Storage prep requires more than draining and parking
There’s nothing glamorous about winterizing sprayers, but it’s a necessary chore—and it saves farmers money.
"An electric ball valve retails for around $200," says Kevin Covey, general manager of parts and service for Equipment Technologies, the manufacturer of Apache-brand self-propelled sprayers. "It’s definitely worth the time and money to protect valves like that and other sprayer components from freeze damage."
Winterization isn’t only for sprayers north of the Mason-Dixon Line. Covey recommends protecting any sprayer that will experience temperatures below 30°F.
"Unfold the booms and add 20 gal. to 30 gal. of antifreeze solution to the spray tank," he says. "We recommend Recreational Vehicle [RV] antifreeze because it’s environmentally safer than traditional engine antifreeze if or when you spray the antifreeze on the ground to flush the system."
Flush it out. Turn on the spray system and let it run until colored antifreeze sprays from the nozzles at the end of the booms.
"Be sure to open the agitation valve and the chemical inductor to flush antifreeze through those portions of the system, too," Covey says. "If the sprayer has a rinse tank, flush antifreeze through that system as well. If you have a foam marker system, flush it with water, then use windshield washer fluid to winterize that system. We use windshield washer fluid because antifreeze residues can react with foam concentrate next year and interfere with creating good foam."
Covey prefers to store spray pumps and spray control valves "wet" (with antifreeze inside), but he drains and reuses as much antifreeze as possible.
"Big sprayers can take $120 worth of antifreeze to completely flush the spray system—from the spray tank, through the pump, lines and strainers, all the way to the ends of the boom," he says. "Rather than run it out on the ground next spring, it’s worth it to drain the antifreeze from the tank and main lines so you can re-use it."
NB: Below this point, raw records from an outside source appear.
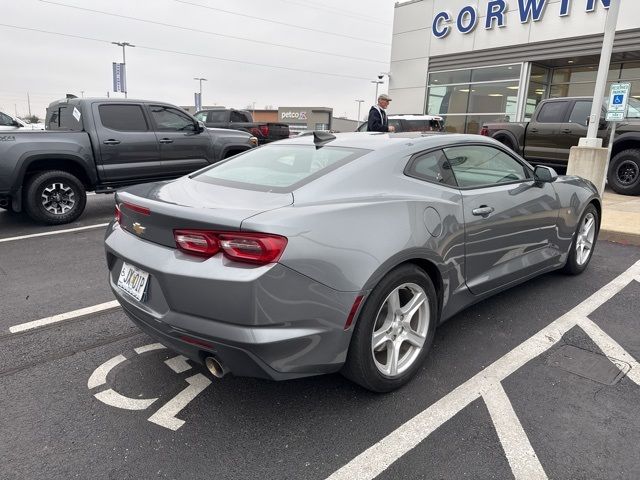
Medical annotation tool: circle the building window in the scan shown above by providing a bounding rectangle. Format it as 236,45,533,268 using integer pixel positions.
427,64,522,133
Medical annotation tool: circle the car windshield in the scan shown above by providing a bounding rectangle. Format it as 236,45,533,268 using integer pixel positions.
192,145,368,192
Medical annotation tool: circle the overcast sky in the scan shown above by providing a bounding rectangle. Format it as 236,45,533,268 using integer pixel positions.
0,0,395,118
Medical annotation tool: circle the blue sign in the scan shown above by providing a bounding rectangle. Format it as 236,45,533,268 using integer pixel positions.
431,0,611,38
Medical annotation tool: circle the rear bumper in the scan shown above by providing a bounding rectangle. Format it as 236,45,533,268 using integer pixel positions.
105,227,357,380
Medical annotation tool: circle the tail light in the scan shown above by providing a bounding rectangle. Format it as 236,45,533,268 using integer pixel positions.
173,230,287,265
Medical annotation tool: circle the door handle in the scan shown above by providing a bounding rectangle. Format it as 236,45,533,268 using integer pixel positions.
471,205,495,218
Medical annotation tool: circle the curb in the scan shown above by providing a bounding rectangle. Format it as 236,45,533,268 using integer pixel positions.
598,229,640,247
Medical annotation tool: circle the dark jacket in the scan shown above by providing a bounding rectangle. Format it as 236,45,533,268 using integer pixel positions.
367,105,389,132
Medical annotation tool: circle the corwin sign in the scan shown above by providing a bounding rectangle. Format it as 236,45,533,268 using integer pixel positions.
432,0,608,38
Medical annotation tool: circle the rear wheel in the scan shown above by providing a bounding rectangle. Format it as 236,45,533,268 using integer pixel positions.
342,265,438,392
25,170,87,225
607,149,640,195
563,204,600,275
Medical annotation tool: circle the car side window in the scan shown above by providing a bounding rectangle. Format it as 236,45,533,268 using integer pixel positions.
536,102,567,123
230,111,245,123
569,101,592,126
444,145,531,188
98,104,149,132
406,150,457,187
151,105,195,132
0,113,13,127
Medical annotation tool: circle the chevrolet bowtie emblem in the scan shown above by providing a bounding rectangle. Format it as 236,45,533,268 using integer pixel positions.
133,222,147,235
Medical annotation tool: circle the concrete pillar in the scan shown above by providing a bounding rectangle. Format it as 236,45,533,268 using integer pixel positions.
567,146,609,196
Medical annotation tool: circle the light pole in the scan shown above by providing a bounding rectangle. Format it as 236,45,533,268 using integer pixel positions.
111,42,135,98
193,77,207,108
356,98,364,130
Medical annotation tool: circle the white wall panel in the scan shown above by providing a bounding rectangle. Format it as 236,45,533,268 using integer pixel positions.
387,87,427,115
389,58,427,88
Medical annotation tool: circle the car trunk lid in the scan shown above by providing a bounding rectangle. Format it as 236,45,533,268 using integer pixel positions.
117,177,293,247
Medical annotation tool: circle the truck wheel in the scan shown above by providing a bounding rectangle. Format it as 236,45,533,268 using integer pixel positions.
25,170,87,225
607,149,640,195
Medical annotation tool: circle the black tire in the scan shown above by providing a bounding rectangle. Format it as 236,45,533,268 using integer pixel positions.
24,170,87,225
342,264,438,392
562,204,600,275
607,148,640,195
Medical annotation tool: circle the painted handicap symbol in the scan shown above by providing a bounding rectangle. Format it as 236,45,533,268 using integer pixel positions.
87,343,211,431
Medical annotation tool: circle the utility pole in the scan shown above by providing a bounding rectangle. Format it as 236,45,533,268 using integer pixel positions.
111,42,135,98
371,79,384,105
193,77,207,108
580,0,622,147
356,99,364,130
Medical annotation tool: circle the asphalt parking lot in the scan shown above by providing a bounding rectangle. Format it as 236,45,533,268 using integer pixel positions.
0,195,640,480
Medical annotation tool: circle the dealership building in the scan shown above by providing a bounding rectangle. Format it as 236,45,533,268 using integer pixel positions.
389,0,640,133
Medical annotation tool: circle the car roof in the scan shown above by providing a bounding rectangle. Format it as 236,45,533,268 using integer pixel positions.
389,114,442,120
267,132,488,150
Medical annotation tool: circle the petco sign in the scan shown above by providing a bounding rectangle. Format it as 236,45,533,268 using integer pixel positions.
280,112,307,120
432,0,608,38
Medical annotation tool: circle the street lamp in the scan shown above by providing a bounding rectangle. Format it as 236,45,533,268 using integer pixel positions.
111,42,135,98
356,98,364,130
193,77,207,108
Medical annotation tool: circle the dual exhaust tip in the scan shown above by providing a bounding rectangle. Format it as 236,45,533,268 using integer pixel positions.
204,357,228,378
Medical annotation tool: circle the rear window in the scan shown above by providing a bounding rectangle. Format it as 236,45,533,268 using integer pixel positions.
192,145,368,193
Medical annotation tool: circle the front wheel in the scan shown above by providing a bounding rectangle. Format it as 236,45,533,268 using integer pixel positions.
25,170,87,225
342,265,438,392
607,149,640,195
563,204,600,275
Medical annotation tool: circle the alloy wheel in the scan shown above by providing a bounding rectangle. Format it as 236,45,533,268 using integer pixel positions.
41,182,76,215
371,283,431,377
576,213,596,266
616,160,640,186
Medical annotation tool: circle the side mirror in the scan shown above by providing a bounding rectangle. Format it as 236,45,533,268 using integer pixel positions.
533,165,558,183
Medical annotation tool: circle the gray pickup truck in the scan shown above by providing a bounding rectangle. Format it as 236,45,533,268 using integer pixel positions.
480,97,640,195
0,98,258,225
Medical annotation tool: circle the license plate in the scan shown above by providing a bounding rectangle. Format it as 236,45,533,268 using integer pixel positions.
117,263,149,301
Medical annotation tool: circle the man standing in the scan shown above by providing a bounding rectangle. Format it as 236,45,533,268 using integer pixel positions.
367,93,396,132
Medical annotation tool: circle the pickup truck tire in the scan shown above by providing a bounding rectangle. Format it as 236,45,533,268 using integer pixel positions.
607,148,640,195
24,170,87,225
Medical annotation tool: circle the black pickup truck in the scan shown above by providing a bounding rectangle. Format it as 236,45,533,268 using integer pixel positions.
195,108,289,145
0,98,257,225
480,97,640,195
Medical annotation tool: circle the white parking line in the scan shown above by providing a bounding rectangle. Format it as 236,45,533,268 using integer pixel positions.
327,262,640,480
483,383,548,480
9,300,120,333
0,223,109,243
94,388,157,410
148,373,211,431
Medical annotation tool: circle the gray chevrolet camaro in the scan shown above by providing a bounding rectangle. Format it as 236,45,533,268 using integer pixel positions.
105,133,602,392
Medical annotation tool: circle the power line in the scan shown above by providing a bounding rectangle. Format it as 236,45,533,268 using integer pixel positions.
272,0,389,25
174,0,390,47
39,0,387,64
0,23,378,80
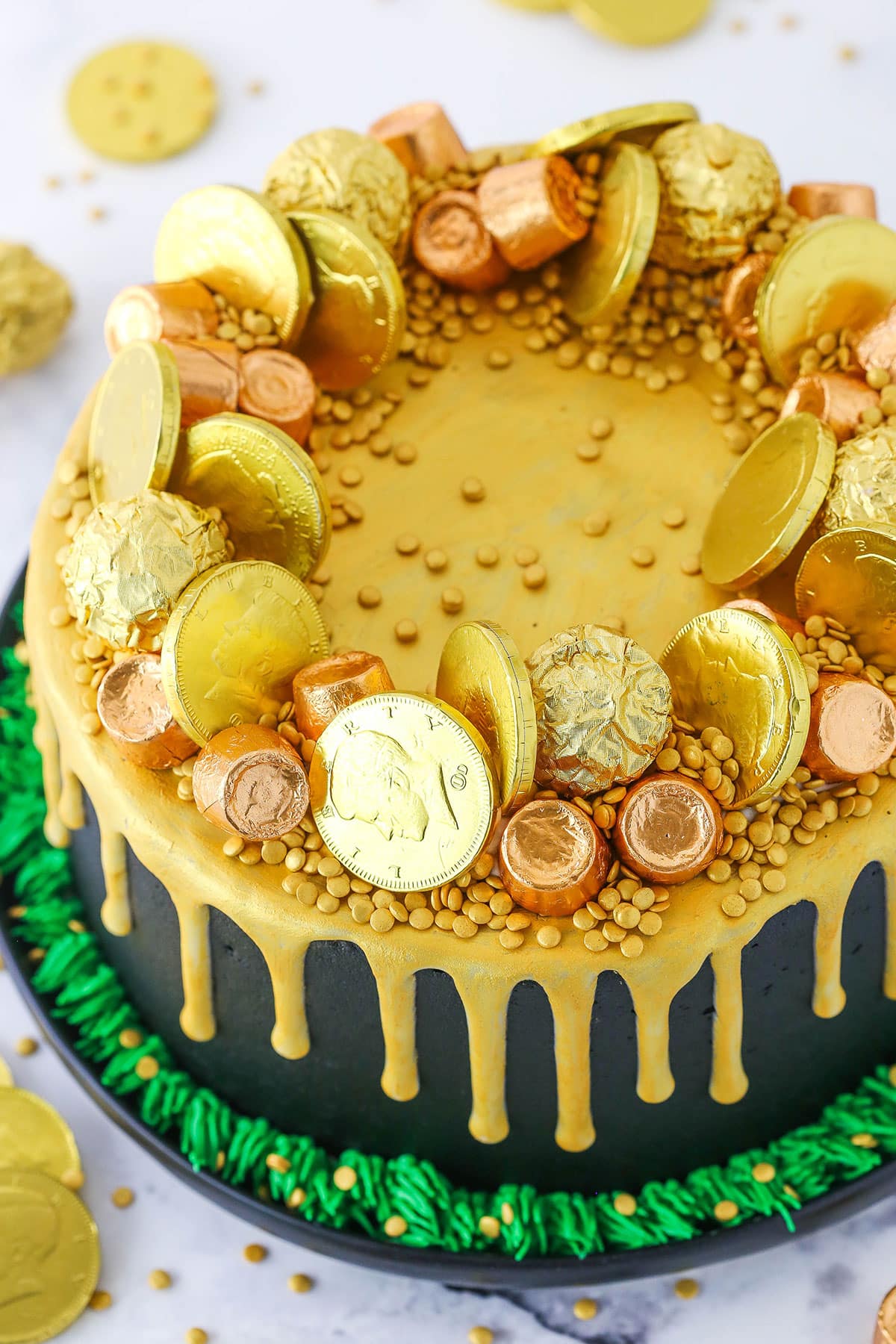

Cleaner cabs. Pre-storage is a good time to change engine oil and filter, engine air filters and engine fuel filters on self-propelled sprayers. Manufacturers recommend changing hydraulic and hydrostatic filters annually. Changing filters before storage saves time next spring during the rush to begin preplant or postemerge spraying.
Change cab air filters before storage. Activated charcoal cab air filters that reduce operator exposure to chemical vapors are factory-installed in many self-propelled sprayers, and "drop-in filters" are available for tractors that tow pull-type sprayers.
"Activated charcoal filters are dual-purpose," says Michael Schmitz of Clean Air Filter in Defiance, Iowa. "The filter medium captures normal dust loads, and the activated charcoal segment absorbs chemical vapors."
Schmitz recommends changing activated charcoal filters annually or when "odor, taste or symptoms of chemicals are evident in the cab," he says.
This will eliminate the risk of chemicals in a "full" filter from "out-gassing" and contaminating the cab during off-season storage, he adds.
"After working with chemicals, you shouldn’t keep any used gloves, goggles, aprons or shoe booties in the cab, but if you do, don’t leave them in the cab during the off-season," Covey says. "Chemical residues can out-gas from those items and contaminate surfaces you’ll touch next year with your bare hands. Thoroughly clean all of the surfaces in the cab before storage, including the floor, to reduce the risk of exposing the operator to residual chemicals next year."